Daniel uses gene editing technologies to study the roles of genes in disease processes
Daniel is working on a collaborative project which aims to conduct large scale saturation mutagenesis screens in a large number of genes relevant to cancer and developmental disorders. It is hoped that these screens will be able to assign functions to genetic variants that are currently of unknown significance. Greater understanding of the role of such variants will allow more accurate prediction of genetic susceptibility to diseases, treatments more tailored to the individual patient and better assessment of disease prognosis. The Saturation Genome Editing (SGE) project involves several faculty groups as well as multiple teams within Cellular Operations. A pilot phase of the project is currently on-going which once complete, will lay the ground work for the project to scale up to hundreds of screens and a wider roll-out across the institute.

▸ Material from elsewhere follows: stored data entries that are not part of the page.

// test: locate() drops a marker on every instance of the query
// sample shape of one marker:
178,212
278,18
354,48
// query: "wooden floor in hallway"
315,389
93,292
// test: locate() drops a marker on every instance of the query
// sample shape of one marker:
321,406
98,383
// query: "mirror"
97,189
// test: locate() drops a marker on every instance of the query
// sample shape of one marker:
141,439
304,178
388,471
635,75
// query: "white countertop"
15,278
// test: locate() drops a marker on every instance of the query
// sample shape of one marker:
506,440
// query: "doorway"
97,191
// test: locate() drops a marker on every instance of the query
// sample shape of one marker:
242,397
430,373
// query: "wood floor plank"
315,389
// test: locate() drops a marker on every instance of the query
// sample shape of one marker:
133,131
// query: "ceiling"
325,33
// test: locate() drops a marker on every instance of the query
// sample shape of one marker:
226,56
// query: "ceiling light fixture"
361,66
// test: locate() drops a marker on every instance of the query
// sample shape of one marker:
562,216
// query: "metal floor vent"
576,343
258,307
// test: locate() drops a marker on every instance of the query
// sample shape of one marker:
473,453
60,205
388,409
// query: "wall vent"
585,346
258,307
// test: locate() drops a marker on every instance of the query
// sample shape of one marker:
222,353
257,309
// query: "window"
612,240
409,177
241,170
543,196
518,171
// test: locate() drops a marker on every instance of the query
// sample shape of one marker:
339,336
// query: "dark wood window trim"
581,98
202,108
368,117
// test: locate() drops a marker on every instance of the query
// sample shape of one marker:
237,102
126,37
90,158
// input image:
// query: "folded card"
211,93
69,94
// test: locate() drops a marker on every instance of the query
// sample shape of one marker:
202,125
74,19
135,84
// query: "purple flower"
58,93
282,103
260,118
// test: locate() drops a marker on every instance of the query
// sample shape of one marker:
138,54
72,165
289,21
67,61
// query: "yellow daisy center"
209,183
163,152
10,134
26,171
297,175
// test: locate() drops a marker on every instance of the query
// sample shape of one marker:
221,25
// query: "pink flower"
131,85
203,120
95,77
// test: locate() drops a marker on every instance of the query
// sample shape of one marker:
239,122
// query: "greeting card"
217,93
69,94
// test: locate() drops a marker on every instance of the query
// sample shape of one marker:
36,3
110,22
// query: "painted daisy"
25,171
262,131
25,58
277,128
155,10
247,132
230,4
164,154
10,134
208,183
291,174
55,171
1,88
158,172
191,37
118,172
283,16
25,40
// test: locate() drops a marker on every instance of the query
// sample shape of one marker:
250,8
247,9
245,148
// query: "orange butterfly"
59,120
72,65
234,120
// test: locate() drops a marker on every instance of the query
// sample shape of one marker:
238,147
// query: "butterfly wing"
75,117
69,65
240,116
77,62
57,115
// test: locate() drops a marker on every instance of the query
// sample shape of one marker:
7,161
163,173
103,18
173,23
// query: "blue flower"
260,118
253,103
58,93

Daniel completed his PhD with Professor Richard Evans at the University of Leicester studying the role of purinergic neuro-muscular transmission in the control of vascular smooth muscle. He then completed a post-doctoral research project at GlaxoSmithKline where he characterised the electrophysiological effects of a novel model of traumatic brain injury. After several posts in industry Daniel developed an interest in gene editing while working on one of the earliest technologies in this field, prior to the advent of CRISPR/Cas9. Continuing in the field of genome engineering, he then took up a position as a Staff Scientist in Allan Bradley’s group at the Sanger Institute where he generated a murine model of a degenerative kidney disorder. This project focused on the humanisation of a number of genes forming part of the complement cascade and required large scale genome engineering experiments using sequential recombinase mediated cassette exchange. After a brief period in the Genome Engineering Team where he generated more models, Daniel moved to the Cellular and Gene Editing Research Team.